Now that Hillary Clinton is back as the frontrunner, I thought that it would be worth my while to reread her Foreign Affairs article.
Hillary Clinton’s contribution in the Foreign Affairs series of “If elected I would” essays by the presidential candidates* caused considerable distress within the Japanese establishment because it said that “[o]ur relationship with China will be the most important bilateral relationship in the world in this century”, while mentioning Japan only in passing. Part of the dismay is rooted in the widely held belief among these people that, generally speaking, the alliance has gone smoother when Republicans have been in charge**. More specifically, the Clinton administration put on a full-court charm offensive on China, while Japan-U.S. relations languished under an uncommon level of animosity over trade issues.
So is this guilt by association? No. Not when Mrs. Clinton’s top foreign policy advisors, Madeline K. Albright and Richard Holbrooke, as well as much of the rest of her team also figured prominently in the Clinton administration. No. Not when she lists her eight years in the White House on her résumé under Experience. But…
First of all, in foreign affairs, top billing is often a mixed blessing, or worse.
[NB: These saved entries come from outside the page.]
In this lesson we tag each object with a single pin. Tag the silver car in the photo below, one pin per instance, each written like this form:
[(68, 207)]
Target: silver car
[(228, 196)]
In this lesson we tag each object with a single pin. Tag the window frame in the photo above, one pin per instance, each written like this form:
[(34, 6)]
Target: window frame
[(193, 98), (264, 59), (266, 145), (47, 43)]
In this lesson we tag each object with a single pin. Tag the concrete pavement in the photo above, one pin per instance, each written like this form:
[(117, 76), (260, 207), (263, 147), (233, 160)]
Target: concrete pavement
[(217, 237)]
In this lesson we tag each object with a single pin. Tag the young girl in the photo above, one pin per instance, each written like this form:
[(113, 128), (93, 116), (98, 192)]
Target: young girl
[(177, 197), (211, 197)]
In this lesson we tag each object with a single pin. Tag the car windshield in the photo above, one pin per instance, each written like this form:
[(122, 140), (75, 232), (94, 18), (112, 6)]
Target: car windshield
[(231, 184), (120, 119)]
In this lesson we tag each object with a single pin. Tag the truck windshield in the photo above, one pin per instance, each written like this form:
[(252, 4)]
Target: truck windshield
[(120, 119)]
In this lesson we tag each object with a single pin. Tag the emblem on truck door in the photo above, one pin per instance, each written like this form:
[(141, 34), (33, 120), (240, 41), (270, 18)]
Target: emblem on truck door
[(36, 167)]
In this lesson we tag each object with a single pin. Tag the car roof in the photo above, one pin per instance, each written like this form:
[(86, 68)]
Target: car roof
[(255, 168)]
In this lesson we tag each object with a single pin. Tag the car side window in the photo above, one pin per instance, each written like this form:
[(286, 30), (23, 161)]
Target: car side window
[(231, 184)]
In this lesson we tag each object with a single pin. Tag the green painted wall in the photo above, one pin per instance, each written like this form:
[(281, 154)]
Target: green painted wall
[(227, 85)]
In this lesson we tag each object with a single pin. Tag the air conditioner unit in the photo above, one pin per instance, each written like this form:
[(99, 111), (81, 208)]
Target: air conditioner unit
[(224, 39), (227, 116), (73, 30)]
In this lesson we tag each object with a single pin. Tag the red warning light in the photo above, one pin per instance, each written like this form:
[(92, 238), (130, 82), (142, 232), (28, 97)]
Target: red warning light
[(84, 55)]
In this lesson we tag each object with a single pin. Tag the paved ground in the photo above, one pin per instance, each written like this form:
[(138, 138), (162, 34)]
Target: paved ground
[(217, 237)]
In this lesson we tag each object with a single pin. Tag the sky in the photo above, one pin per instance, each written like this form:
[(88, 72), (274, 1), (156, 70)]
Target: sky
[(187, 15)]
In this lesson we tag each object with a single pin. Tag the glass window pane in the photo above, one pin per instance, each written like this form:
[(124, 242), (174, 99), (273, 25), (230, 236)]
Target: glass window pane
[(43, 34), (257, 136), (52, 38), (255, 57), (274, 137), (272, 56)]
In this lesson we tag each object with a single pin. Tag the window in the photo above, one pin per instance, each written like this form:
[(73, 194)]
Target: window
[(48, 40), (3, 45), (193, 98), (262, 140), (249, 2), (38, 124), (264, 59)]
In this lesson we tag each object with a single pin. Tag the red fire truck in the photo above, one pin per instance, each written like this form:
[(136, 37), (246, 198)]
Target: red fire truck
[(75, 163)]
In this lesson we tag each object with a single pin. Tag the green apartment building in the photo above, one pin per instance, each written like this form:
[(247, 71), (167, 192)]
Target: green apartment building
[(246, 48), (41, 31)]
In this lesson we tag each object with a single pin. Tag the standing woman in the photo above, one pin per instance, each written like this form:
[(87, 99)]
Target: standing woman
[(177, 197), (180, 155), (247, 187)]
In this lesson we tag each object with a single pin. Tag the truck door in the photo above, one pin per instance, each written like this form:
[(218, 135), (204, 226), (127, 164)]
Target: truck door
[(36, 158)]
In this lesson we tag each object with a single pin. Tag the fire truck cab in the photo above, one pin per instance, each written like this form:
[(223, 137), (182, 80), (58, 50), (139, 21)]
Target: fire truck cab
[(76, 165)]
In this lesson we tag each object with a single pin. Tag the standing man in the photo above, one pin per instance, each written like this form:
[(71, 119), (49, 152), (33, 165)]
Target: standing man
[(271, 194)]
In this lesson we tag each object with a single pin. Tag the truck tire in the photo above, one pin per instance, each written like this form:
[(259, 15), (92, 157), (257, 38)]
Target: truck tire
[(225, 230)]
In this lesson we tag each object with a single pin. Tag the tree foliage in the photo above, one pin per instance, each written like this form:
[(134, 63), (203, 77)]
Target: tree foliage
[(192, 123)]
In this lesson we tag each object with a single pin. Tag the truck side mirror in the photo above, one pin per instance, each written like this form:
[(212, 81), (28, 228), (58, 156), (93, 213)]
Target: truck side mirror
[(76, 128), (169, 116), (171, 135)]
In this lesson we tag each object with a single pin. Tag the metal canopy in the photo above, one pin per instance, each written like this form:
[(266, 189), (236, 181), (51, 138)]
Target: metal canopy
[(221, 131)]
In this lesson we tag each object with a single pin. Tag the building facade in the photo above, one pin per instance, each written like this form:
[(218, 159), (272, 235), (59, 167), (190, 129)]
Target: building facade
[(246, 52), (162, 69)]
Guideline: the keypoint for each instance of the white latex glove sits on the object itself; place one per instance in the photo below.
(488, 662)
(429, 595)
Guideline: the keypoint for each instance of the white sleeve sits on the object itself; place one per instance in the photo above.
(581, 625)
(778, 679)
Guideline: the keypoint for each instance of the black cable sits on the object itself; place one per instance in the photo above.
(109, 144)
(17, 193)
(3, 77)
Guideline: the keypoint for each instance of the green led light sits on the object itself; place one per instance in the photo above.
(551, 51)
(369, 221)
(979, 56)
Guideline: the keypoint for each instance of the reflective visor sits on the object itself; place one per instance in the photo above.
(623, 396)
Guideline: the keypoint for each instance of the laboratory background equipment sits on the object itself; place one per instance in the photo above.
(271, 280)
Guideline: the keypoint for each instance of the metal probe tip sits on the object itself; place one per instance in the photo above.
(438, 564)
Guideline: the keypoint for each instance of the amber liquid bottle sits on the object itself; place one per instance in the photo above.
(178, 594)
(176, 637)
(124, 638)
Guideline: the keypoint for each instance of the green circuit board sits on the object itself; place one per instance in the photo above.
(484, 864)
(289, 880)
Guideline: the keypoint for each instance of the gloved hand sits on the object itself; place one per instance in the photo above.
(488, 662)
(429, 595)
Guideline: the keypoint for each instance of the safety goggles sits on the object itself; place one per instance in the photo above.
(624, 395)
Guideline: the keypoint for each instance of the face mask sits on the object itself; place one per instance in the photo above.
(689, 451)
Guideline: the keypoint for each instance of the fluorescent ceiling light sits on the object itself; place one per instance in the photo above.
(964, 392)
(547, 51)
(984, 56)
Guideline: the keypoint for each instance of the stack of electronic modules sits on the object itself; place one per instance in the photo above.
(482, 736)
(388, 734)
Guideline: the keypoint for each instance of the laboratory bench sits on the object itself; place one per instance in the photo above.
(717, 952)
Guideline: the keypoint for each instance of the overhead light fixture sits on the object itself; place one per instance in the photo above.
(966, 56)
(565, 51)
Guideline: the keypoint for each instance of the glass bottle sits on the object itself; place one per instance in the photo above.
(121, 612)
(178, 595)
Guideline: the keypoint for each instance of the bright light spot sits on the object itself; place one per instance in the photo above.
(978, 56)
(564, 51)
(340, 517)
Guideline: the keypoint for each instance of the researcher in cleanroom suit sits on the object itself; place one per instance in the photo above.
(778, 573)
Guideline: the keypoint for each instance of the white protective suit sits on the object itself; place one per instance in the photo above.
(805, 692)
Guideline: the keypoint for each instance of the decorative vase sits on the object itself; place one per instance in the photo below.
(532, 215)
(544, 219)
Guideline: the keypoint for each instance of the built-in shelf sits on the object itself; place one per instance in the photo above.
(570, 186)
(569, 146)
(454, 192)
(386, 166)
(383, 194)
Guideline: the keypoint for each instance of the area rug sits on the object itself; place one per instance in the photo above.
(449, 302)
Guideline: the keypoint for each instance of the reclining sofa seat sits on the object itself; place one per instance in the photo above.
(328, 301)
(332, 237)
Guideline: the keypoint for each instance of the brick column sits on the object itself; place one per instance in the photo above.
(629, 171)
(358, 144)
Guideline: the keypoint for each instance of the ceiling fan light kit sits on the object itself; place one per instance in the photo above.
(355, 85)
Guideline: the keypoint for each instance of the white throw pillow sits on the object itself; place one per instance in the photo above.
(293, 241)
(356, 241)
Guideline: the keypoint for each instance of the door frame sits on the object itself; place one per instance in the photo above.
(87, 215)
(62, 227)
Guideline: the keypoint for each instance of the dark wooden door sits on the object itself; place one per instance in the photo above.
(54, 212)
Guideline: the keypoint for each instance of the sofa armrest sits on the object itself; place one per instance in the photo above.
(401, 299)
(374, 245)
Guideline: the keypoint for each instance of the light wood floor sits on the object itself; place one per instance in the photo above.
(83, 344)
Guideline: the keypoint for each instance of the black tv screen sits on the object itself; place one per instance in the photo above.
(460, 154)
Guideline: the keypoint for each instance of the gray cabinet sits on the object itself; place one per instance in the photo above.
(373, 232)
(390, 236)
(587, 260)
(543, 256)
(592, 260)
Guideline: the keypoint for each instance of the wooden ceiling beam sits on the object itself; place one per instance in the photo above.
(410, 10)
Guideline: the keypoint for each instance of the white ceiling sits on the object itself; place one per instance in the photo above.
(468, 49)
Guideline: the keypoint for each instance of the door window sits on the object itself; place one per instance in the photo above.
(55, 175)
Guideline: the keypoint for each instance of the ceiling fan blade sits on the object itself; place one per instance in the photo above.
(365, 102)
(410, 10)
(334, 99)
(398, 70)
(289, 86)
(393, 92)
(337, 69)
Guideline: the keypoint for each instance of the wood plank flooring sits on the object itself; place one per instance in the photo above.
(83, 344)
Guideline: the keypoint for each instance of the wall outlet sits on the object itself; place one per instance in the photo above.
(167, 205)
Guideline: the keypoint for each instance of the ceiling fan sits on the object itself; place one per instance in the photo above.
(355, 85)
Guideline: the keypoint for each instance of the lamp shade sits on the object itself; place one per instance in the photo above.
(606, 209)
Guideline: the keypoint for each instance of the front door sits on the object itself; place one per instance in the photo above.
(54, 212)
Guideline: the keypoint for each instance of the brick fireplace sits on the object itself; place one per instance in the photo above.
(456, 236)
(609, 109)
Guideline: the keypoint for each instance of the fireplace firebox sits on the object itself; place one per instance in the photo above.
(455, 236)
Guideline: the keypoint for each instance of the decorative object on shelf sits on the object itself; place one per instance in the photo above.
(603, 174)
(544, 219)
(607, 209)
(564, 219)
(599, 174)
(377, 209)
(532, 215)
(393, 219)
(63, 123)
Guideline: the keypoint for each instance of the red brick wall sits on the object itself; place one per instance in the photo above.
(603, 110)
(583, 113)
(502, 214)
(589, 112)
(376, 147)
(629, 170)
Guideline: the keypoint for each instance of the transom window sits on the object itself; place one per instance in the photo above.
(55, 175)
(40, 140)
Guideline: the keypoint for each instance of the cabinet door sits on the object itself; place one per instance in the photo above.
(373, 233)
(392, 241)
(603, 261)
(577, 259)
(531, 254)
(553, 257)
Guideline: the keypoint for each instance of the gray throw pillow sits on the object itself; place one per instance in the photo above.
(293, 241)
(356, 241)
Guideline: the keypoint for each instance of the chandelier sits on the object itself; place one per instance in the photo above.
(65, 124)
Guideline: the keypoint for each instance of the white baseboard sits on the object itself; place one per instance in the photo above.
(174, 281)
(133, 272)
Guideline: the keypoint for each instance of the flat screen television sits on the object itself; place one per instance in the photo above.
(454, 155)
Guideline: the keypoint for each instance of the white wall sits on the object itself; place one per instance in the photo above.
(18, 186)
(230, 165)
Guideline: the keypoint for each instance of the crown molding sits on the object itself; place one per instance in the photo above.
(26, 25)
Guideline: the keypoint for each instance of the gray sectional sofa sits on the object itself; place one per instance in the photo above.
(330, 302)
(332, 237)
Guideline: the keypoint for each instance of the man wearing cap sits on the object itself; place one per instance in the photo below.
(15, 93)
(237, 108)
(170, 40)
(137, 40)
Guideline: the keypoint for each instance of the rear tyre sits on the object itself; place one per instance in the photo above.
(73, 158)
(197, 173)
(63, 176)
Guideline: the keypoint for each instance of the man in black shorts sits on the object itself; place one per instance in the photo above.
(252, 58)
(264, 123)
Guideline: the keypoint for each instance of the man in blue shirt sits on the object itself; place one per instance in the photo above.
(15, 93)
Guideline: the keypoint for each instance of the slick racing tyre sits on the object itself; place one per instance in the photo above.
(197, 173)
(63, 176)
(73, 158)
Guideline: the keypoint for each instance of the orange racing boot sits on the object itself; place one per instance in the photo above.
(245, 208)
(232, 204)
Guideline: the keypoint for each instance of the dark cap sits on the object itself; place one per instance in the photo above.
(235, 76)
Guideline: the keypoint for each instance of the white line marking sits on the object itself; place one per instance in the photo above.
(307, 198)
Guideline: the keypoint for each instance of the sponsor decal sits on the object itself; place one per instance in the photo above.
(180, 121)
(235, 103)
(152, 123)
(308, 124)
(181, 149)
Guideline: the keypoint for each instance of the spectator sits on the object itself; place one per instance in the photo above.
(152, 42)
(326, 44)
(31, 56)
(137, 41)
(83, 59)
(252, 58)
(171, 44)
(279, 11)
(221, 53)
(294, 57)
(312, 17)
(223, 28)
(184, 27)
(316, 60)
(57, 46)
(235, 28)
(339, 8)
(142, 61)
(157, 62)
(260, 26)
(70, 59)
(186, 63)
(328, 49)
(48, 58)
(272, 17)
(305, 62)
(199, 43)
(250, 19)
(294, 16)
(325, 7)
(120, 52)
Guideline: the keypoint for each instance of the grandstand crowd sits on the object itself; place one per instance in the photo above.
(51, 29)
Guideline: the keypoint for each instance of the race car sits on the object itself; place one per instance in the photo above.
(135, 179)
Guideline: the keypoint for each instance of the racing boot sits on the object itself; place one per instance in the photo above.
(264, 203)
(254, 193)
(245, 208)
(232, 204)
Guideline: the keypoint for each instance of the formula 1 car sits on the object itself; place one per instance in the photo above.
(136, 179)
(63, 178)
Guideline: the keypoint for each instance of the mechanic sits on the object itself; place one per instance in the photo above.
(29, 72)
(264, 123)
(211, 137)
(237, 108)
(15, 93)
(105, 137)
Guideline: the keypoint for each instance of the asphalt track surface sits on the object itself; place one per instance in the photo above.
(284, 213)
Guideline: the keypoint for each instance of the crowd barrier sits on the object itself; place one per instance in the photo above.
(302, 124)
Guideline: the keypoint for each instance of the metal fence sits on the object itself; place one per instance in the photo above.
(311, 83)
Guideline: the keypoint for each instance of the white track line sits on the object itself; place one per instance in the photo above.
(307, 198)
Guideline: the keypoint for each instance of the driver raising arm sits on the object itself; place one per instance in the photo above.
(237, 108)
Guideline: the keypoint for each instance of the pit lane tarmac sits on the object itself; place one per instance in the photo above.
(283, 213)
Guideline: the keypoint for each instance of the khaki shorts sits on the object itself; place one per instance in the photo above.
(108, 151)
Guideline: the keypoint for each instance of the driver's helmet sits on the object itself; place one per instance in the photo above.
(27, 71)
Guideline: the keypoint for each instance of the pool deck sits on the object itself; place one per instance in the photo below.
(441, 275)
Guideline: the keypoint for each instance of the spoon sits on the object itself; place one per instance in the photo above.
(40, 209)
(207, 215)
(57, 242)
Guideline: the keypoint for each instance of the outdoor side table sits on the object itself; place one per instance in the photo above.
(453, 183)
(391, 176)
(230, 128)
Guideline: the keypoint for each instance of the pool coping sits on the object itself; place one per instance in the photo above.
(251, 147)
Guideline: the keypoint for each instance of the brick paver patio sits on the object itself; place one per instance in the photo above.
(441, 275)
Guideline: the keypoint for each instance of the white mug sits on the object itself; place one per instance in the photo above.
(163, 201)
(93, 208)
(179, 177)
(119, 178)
For China’s name first comes up in the list of “unprecedented array of challenges in the twenty-first century, threats from states, nonstate actors, and nature itself”. It would be hard to derive even a twisted sense of satisfaction from being mentioned in the same breath as “two wars, a long-term campaign against global terrorist networks, and growing tension with Iran as it seeks to acquire nuclear weapons[;] … a resurgent Russia whose future orientation is uncertain[;]… a rapidly growing China that must be integrated into the international system (my italics)[;]… an unpredictable and dangerous situation in the Middle East that threatens Israel and could potentially bring down the global economy by disrupting oil supplies[;]… and the looming long-term threats of climate change and a new wave of global health epidemics.” And you know what happened the last time we really challenged the United States***.
Mrs. Clinton goes on to explain her position on these challenges one-by-one, and it is in this context that “the most important bilateral relationship” must be understood. Indeed, Japan is first mentioned here as part of the solution, as she writes, “The United States should undertake a joint program with China and Japan to develop new clean-energy sources, promote greater energy efficiency, and combat climate change.”
“Strengthening Alliances” － in an obvious contrast to her protrayal of the Bush administration’s unilateralism － is a cornerstone of her strategy in meeting such challenges. Here, there is somewhat more reason for concern. The other corner of the old Trilateral, Europe, is given top billing where “Strengthening Alliances” is concerned, while in Asia, Japan is lumped together with India and Australia, as she says that “[w]e must find additional ways for Australia, India, Japan, and the United States to cooperate on issues of mutual concern, including combating terrorism, cooperating on global climate control, protecting global energy supplies, and deepening global economic development.” She claims, “When America and Europe work together, global objectives are within our means”, uplifting thoughts indeed. And the star of Asia is India, which “has a special significance both as an emerging power and as the world's most populous democracy. As co-chair of the Senate India Caucus, I recognize the tremendous opportunity presented by India's rise and the need to give the country an augmented voice in regional and international institutions, such as the UN.”
But we must be careful not to read too much into this seeming imbalance. Europe comes up in the context of the need “to reassure our allies.” Specifically, she says, “We must reestablish our traditional relationship of confidence and trust with Europe.” And India remains an “opportunity”, albeit “tremendous”. So you can look at it this way: From Senator Clinton’s point of view, its relationship with Japan is a mature, stable relationship (contrast India) that requires no healing (contrast Europe). To put it another way, we’re that quiet boy who used to be in your class, the kid who always did his homework and otherwise never made any trouble for the teachers.
Now is that such a bad thing to be? Especially since the Japanese public is not looking for more?
* Bill Richardson shares the Jan/Feb edition with Michael D. Huckabee, while Chris Dodd and Joe Biden dropped out before they got the chance. Fed Thompson will surely have his day if he stays in, but you wonder if FA will ever let Ron Paul and Dennis Kucinich have their say.
** Teddy Roosevelt was a Republican; Franklin Delano Roosevelt was a Democrat. Case closed. Kidding.